III. LE FINANCEMENT DES POLITIQUES EN SOUTIEN AUX ASSOCIATIONS ET D'ENGAGEMENT DE LA JEUNESSE MANQUE DE VISIBILITÉ À MOYEN ET LONG TERME
Le tableau ci-après retrace l'évolution des crédits proposée en 2023 pour le programme 163 « Jeunesse et vie associative ».
Évolution des crédits
du programme 163
« Jeunesse et vie associative »
(en millions d'euros)
LFI 2022 |
PLF 2023 |
Évolution 2022-2023 |
|
AE = CP |
AE = CP |
AE = CP |
|
Action 01 « Développement de la vie associative » |
59,0 |
52,7 |
- 10,7 % |
Action 02 « Actions en faveur de la jeunesse et de l'éducation populaire » |
104,2 |
125,5 |
+ 20,4 % |
Action 04 « Développement du service civique » |
498,8 |
518,8 |
+ 4,0 % |
Action 06 « Service national universel » |
110,0 |
140,0 |
+ 27,3 % |
Total |
772,2 |
837,1 |
+ 8,4 % |
Source : commission des finances du Sénat, à partir des documents budgétaires
Quatre remarques peuvent en guider la lecture :
- la diminution de l'action 01 « Développement de la vie associative » s'explique par la baisse des crédits accordés au Compte d'engagement citoyen (CEC) ;
- l a progression de l'action 02, « Actions en faveur de la jeunesse et de l'éducation populaire » est due à la pérennisation dans le programme 163 des crédits du plan de relance destinés au FONJEP ;
- les crédits inscrits pour le service civique (action 04) progressent de 4 %, mais la moitié de cette progression à vocation à prendre en compte la revalorisation de 3,5 % du point d'indice décidée à la moitié de l'année 2022 ;
- l'action 06 « Service national universel » poursuit sa montée en charge, avec une progression de 27,3 % entre 2022 et 2023. La progression des crédits du Service national universel est toutefois moins importante qu'initialement prévue , ce qui met en doute la perspective de sa généralisation à l'ensemble d'une classe d'âge.

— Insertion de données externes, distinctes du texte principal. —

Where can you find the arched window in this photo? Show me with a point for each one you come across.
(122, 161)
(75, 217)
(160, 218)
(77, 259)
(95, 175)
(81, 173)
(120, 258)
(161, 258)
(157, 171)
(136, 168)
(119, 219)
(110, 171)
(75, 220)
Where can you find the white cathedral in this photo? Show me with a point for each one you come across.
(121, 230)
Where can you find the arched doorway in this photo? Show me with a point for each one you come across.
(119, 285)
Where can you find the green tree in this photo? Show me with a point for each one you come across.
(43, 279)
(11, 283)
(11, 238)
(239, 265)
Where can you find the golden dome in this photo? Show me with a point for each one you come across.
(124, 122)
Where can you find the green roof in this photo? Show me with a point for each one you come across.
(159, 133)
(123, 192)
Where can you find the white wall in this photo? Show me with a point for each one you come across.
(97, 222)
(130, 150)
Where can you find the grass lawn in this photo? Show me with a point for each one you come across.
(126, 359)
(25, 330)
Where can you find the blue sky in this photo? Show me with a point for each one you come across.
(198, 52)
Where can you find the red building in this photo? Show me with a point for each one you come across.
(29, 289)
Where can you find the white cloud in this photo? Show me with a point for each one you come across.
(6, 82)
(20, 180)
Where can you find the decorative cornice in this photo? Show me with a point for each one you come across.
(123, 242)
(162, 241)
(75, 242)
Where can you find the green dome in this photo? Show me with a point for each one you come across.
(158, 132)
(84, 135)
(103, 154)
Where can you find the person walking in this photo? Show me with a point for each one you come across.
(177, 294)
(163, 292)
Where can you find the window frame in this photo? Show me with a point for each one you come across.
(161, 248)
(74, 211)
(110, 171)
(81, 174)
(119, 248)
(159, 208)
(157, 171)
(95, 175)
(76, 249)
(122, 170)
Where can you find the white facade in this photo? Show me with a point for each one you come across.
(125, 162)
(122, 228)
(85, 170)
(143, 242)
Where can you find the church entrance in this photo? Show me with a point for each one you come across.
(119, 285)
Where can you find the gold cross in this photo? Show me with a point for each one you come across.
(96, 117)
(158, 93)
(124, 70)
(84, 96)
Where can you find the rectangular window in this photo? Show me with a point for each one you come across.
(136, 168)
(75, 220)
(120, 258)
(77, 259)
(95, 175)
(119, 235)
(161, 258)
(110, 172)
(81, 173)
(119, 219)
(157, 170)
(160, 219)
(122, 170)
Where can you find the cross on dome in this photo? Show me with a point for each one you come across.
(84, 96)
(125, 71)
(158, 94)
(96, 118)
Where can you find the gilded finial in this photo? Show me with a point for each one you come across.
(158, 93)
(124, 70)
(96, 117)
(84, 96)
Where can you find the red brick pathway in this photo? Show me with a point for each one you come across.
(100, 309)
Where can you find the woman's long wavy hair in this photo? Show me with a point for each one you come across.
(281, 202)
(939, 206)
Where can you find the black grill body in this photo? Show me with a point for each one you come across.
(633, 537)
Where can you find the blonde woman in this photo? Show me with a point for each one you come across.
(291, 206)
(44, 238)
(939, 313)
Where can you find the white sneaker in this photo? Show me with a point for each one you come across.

A. LES DISPOSITIFS D'AIDE AU DÉVELOPPEMENT DE LA VIE ASSOCIATIVE ET DE L'ÉDUCATION POPULAIRE DOIVENT DAVANTAGE RÉPONDRE AUX BESOINS DES ASSOCIATIONS
1. Les dispositifs mis en oeuvre pour aider les associations et les bénévoles sont d'ampleur limitée
Dans le contexte de crise que la France connait depuis maintenant plusieurs années, les associations ont toujours joué un rôle essentiel dans le maintien du lien social.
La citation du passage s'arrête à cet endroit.